CrewPolicyEngine applies the same policy to every agent's tool calls:

  • File-write approval gate. check_tool_start returns status="pending" for any tool in APPROVAL_REQUIRED_TOOLS ({"write_file"}), deferring to wait_for_tool_approval. There, MockApprover.decide(...) returns its auto_approve value — False in the demo — so the decision becomes deny with the message that the crew may not persist files without sign-off.
  • Shared daily budget. Non-approval tools are priced from TOOL_COSTS (defaulting to $0.01) and charged against one BudgetTracker shared across all three agents; if the cap is exhausted the call is denied.
  • Delegation call stack.

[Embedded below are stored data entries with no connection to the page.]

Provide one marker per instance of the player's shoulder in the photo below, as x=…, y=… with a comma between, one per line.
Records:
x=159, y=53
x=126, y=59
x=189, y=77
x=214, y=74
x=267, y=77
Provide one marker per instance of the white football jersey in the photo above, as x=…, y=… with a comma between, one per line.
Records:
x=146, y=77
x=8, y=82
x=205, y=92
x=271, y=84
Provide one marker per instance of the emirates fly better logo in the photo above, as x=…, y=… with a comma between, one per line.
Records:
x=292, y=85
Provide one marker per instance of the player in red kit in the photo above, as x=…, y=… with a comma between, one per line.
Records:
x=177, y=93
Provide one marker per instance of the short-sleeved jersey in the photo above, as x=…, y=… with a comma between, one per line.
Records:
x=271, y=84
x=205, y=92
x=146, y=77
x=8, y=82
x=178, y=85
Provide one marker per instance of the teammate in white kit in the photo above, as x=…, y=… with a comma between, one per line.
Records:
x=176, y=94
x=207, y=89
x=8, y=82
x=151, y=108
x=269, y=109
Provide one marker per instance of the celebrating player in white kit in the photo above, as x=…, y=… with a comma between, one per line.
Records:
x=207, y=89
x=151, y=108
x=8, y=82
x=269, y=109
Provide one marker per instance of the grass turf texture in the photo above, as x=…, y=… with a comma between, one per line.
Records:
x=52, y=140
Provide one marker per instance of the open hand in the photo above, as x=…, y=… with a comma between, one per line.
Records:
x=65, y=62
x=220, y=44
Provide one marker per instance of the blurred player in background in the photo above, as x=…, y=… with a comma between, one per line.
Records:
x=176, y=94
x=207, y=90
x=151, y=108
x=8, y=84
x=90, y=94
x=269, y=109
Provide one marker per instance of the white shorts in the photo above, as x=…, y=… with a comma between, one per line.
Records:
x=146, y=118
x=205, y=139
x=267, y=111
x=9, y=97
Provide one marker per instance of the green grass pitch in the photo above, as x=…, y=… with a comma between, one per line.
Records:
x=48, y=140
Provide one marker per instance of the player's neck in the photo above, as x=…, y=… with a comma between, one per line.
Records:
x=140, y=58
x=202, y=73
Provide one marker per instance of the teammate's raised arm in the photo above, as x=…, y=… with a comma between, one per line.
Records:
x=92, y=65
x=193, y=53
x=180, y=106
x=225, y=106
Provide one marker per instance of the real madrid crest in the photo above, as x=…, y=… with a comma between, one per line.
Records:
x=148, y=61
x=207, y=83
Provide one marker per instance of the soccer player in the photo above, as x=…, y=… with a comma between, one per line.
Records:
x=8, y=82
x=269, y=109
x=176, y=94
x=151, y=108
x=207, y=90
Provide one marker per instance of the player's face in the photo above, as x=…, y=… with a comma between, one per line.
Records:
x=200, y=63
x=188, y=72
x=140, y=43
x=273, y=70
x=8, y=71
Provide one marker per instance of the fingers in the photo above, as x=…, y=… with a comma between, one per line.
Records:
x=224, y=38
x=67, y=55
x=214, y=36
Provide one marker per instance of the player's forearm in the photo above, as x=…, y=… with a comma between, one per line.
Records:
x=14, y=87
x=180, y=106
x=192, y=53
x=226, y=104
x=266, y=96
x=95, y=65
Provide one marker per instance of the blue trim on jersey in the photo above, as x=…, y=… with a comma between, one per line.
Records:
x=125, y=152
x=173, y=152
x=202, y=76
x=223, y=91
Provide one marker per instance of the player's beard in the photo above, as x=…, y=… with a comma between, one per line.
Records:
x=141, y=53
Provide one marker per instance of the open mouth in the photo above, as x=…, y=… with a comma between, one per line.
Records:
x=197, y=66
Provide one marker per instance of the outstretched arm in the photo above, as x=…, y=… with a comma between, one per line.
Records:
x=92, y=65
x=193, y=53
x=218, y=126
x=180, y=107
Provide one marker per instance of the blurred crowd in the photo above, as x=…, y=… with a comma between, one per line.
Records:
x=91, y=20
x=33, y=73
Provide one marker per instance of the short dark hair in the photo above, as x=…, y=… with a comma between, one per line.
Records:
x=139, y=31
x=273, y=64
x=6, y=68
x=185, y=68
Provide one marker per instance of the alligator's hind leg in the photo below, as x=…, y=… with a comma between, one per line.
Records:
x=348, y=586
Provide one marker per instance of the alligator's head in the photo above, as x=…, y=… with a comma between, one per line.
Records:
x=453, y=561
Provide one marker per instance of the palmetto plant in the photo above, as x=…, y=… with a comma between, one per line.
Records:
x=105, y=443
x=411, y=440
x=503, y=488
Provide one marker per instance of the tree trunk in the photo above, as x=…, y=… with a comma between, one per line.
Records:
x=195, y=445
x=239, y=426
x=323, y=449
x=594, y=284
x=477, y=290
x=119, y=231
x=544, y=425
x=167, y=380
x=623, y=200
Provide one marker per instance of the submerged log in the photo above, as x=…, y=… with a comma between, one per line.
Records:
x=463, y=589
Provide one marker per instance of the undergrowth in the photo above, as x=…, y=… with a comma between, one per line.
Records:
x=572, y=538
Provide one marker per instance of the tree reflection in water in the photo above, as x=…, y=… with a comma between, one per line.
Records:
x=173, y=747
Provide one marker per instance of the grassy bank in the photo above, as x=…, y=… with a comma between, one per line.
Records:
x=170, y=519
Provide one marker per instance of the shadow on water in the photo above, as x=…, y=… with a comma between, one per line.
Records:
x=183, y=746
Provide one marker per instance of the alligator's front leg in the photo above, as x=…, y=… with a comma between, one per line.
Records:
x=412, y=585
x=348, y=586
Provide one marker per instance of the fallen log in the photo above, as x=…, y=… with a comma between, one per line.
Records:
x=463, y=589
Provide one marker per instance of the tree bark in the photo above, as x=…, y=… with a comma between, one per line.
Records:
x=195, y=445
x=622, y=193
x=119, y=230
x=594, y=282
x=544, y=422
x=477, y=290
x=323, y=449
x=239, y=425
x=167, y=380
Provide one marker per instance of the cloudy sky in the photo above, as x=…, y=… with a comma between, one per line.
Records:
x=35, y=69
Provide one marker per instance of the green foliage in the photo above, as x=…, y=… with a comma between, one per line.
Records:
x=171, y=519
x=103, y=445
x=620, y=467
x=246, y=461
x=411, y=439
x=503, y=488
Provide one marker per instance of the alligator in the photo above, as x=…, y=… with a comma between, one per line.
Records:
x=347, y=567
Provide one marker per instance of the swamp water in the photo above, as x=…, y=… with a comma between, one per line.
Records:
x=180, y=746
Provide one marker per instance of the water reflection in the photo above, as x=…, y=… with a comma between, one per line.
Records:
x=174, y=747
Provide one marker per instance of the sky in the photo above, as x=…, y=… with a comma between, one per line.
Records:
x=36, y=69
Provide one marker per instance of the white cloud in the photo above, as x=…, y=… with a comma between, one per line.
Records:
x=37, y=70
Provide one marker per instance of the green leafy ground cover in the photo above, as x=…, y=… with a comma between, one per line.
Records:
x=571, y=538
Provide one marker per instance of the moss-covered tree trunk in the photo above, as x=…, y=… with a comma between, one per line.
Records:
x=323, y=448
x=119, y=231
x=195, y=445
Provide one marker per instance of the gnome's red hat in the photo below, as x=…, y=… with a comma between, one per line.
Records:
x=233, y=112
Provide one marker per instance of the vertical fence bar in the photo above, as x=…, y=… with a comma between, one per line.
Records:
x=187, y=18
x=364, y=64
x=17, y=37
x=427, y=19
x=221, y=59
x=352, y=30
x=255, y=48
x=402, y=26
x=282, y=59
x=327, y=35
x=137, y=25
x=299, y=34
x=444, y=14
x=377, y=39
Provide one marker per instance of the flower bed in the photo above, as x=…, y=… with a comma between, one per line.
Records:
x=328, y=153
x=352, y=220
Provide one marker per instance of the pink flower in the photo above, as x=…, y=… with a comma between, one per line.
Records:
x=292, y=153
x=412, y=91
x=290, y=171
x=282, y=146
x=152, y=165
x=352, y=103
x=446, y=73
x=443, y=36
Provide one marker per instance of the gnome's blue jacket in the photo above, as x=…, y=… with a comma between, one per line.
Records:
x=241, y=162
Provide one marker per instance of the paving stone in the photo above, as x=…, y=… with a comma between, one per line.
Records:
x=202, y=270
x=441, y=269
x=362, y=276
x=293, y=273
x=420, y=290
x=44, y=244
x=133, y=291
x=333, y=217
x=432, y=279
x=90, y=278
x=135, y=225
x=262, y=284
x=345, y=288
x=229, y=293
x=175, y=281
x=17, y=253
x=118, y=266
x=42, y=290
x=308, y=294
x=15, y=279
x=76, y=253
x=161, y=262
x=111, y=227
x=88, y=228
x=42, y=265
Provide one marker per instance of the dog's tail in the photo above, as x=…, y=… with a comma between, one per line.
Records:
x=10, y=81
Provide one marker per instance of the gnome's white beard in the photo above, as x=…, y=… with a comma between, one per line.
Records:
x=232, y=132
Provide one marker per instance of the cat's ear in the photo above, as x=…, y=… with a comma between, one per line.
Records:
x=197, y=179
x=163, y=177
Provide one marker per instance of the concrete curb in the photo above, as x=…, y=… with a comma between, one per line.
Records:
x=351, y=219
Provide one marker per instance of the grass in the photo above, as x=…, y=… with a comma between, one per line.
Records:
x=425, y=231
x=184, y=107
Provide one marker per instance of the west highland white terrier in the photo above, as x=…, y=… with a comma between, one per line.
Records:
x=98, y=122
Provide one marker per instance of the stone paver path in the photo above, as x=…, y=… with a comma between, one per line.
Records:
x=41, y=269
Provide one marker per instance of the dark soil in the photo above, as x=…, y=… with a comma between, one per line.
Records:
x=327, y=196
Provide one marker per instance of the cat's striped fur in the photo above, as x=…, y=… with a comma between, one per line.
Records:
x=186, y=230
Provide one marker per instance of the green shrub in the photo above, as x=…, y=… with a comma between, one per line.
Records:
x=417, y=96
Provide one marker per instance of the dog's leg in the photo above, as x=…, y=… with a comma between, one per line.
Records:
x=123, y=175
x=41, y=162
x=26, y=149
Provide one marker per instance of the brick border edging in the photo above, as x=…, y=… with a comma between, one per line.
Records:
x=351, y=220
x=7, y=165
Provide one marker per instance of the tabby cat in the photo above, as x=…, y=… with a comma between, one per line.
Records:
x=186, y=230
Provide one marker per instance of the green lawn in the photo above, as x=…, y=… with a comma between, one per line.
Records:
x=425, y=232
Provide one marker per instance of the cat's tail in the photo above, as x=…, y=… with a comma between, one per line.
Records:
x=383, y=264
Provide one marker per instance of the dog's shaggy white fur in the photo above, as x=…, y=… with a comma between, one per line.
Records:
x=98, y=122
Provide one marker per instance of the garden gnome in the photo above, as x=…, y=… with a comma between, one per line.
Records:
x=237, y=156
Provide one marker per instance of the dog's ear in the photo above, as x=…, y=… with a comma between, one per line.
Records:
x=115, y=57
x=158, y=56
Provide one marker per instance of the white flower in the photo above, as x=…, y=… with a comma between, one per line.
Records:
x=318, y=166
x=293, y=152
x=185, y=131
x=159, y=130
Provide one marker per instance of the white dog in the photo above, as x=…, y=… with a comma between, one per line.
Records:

Every allow/deny call is recorded by _emit(...), which constructs a CallStackNode chain parent → acting agent → tool and appends an AuditEvent (carrying call_stack plus crew_member / delegated_by labels) to policy.audit_events.

After the trajectory, main() prints each recorded AuditEvent (decision, action type, and the flattened delegation chain) and the final shared budget via policy.budget.status().

Prerequisites & running it

See Preparing the runtime environment for the shared prerequisites.

Then, from the example directory:

cd python/crewai-research-crew
uv sync --extra dev
uv run python src/main.py --mock

--mock replays the scripted crew delegation trajectory offline — no gateway, no crewai, and no API keys. The example also auto-falls back to mock mode whenever OPENAI_API_KEY is unset.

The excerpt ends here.